Two toddlers gravely wounded by a knifeman in the French mountain town of Annecy are in a stable condition and doctors are optimistic for their recovery, President Emmanuel Macron says.
Well-wishers laid flowers on Friday at the playground where the suspect, said by the government to be a 31-year-old Syrian refugee, struck on Thursday morning, apparently targeting young children.
A shocked France paid tribute to a modern-day pilgrim on a walking tour of the country’s cathedrals who tried to block the assailant during his attack and then gave chase.
Four children in all – aged between 22 and 36 months – and two pensioners were wounded during the assault.
Macron, who has called the attack an “act of absolute cowardice,” visited the hospital in Grenoble where three of the four children are being treated before heading to nearby Annecy.
“The doctors are very confident,” Macron told the police and paramedics who responded to the aftermath of the attack.
He also thanked the emergency responders.
Among the children wounded in the attack were a British and a Dutch citizen.
A video of the attack, taken by a bystander and verified by Reuters, showed the assailant jump a low wall into a children’s playground and repeatedly lunge at a child in a stroller, pushing aside a woman who tried to fend him off.
France hailed the bravery of the young Catholic pilgrim who came face-to-face with the assailant and used his backpack as a shield as he sought to block the attack.
French media dubbed the 24-year-old “the backpack hero”.
The management and philosophy student has identified himself only as Henri.
“All I know is I was not there by chance,” he told the CNews television network.
“It was unthinkable to do nothing… I followed my instincts and did what I could to protect the weak.”
His Facebook and Instagram accounts were flooded with messages giving thanks for his bravery.
“May God bless you… you did what you could at that moment, you did not give up, you did not run.
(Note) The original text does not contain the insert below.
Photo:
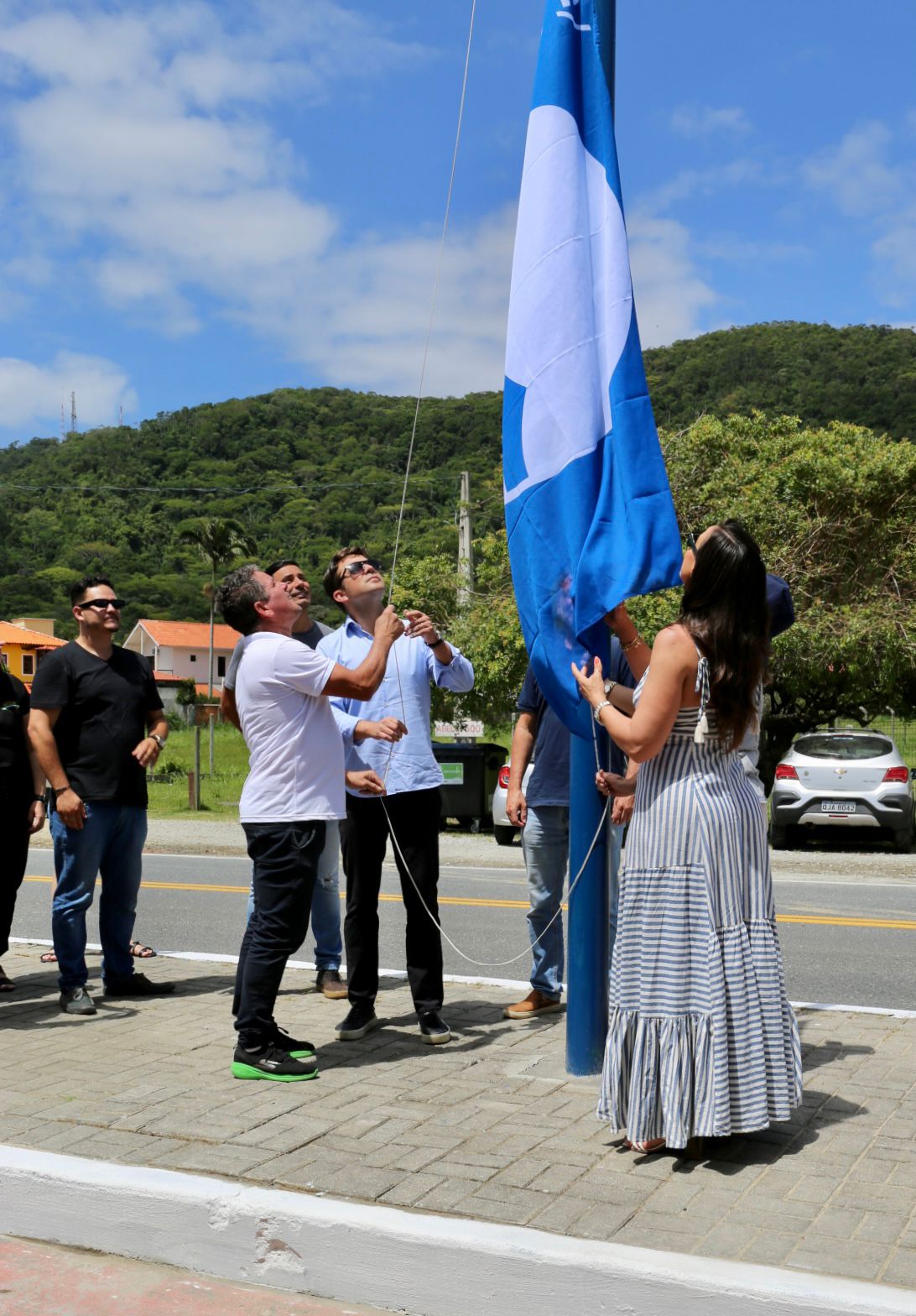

You are an angel,” Instagram user Mag Capone wrote on his site.
A Mass will be held in Annecy Cathedral in tribute to the victims and their families later on Friday, church authorities said.
Annecy prosecutor Line Bonnet-Mathis said she was extending the suspect’s custody for further interrogation.
She has said there was no indication that terrorism was the motivation and that the suspect was under investigation for attempted murder.
Police have arrested a 31-year old Syrian citizen who was granted asylum in Sweden 10 years ago, Prime Minister Elisabeth Borne said on Friday.
He had entered France legally, she said, and was carrying Swedish identity documents and a Swedish driving licence.
Sweden and France are both members of the Schengen Area, the world’s largest passport-free zone which allows the unrestricted movement of people between 26 European countries.
Interior Minister Gerald Darmanin said late on Thursday that the suspect had no police record in France, was homeless and had been questioned by police on Sunday as he was washing himself in the Annecy lake.
It was “a troubling coincidence” that just four days before the attack the assailant’s demand for asylum in France had been rejected, the minister said.